Review To Determine Whether Davis-Bacon Act Has an Inflationary Impact and Increases Costs on METRO Construction
HRD-81-10, Oct 2, 1980
Preliminary findings are presented of a review of the effect of the use of wage rates issued by the Department of Labor under the Davis-Bacon Act on the construction of the Washington Regional Rapid Rail Transit System (METRO). GAO conducted a wage rate survey in Montgomery County, Maryland, but did not survey areas of northern Virginia because Labor was conducting a wage survey there at the time. The Act requires that minimum wage rates, to be paid to employees on construction contracts of over $2,000, be stated for the various classes of laborers and mechanics. The minimum wage rates must be based on wages determined by the Secretary of Labor to be prevailing for the corresponding classes of laborers and mechanics employed on projects similar to the contract work in the locality in which the contract work is to be performed.

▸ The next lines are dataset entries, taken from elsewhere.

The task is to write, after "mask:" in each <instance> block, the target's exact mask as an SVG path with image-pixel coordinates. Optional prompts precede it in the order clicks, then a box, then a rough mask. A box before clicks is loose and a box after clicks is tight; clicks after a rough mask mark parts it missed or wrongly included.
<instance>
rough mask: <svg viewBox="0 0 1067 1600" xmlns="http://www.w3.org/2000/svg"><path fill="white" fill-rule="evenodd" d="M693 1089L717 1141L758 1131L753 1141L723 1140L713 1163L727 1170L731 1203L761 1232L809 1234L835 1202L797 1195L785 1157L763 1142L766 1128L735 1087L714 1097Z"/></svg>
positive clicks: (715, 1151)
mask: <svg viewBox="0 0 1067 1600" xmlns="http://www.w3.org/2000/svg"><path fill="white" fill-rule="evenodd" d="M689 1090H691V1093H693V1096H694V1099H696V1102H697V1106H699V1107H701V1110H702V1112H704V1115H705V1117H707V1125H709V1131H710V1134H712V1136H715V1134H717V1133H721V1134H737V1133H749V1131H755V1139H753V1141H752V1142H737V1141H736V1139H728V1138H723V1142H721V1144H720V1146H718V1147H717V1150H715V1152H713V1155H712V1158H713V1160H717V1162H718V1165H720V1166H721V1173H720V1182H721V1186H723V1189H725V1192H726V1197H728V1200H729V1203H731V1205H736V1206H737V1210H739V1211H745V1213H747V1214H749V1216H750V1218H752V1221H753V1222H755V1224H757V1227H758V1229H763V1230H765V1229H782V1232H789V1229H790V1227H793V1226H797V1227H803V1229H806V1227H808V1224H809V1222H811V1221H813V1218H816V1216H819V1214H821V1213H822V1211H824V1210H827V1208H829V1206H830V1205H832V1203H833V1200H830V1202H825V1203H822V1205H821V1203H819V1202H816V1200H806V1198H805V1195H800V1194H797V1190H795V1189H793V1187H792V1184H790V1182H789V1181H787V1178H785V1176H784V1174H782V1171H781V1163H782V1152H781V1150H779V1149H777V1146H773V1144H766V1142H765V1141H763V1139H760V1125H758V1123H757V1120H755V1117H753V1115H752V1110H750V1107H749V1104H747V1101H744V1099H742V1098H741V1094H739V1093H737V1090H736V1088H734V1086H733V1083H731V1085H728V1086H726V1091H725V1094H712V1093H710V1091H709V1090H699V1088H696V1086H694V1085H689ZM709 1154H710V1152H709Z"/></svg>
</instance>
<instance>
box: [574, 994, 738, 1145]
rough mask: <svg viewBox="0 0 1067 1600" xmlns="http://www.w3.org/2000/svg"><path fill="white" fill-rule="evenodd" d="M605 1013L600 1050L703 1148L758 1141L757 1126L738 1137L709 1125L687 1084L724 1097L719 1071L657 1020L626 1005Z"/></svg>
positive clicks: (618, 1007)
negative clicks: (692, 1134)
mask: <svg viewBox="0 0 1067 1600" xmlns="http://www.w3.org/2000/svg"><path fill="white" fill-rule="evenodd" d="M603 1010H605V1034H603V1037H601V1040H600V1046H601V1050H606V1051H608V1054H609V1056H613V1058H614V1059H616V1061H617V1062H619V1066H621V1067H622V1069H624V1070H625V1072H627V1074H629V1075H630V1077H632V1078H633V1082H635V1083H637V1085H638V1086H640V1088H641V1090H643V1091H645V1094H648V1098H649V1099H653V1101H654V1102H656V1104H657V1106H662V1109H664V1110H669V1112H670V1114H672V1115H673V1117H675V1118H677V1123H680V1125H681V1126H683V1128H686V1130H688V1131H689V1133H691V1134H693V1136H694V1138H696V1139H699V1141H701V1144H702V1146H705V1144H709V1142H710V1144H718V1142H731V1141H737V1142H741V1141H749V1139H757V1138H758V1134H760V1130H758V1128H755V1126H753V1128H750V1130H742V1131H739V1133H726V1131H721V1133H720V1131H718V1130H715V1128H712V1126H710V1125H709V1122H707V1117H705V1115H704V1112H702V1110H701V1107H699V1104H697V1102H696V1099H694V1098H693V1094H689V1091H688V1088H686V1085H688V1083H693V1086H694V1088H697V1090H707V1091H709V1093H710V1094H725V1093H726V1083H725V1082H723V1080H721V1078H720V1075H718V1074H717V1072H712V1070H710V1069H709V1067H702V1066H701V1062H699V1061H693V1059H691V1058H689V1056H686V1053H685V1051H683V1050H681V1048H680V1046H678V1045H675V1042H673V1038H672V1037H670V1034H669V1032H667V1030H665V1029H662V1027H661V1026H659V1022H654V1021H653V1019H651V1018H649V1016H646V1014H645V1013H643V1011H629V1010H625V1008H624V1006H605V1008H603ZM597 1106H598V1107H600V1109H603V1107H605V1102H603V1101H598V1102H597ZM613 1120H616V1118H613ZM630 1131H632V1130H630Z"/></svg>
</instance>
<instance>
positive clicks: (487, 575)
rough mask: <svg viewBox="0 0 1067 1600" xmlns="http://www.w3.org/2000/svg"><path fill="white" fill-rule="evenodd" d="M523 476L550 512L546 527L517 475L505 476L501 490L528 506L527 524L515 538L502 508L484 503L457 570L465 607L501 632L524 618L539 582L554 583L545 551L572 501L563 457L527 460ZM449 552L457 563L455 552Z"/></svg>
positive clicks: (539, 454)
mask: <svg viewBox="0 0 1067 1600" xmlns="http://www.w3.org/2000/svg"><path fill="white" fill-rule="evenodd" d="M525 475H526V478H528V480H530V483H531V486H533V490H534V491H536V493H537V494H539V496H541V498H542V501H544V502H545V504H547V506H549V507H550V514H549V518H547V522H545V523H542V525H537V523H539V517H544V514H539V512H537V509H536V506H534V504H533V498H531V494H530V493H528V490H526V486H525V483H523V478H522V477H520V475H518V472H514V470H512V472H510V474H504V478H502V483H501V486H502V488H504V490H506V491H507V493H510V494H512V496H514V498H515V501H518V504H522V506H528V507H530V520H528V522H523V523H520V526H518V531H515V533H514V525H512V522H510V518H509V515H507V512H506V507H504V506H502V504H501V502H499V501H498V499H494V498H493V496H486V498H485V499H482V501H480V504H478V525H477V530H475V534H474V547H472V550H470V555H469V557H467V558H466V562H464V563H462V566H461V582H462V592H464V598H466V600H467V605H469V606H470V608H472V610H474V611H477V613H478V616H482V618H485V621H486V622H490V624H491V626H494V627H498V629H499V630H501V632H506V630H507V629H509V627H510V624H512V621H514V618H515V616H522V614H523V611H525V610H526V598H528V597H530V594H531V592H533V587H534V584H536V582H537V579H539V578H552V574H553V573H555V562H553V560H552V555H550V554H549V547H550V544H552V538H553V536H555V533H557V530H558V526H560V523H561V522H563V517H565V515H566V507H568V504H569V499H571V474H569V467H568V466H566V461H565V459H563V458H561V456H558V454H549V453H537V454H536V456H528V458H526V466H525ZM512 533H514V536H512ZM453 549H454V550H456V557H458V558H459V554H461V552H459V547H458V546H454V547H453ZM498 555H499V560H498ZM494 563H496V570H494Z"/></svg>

Most of the wage rates prevailing on private construction in Montgomery County for the 13 crafts surveyed are substantially lower than those required by Labor. Overall, the higher wage rates established by Labor resulted in significantly higher wage costs for the METRO construction contracts. Setting prevailing wages for METRO construction, as required by the Davis-Bacon Act, may increase the construction cost by about 6.8 percent, or about $149 million. GAO recognized that the wage rate difference found in Montgomery County may not be the same for all types of labor in all jurisdictions where METRO is being constructed, and that the proportion of labor provided by a particular craft classification may vary. However, it believes that the wage rates within the different Washington metropolitan area transit zones should be reasonably close to those in Montgomery County, and that its cost estimates are a useful indicator of the potential magnitude of the increased construction costs resulting from the Davis-Bacon wage determinations.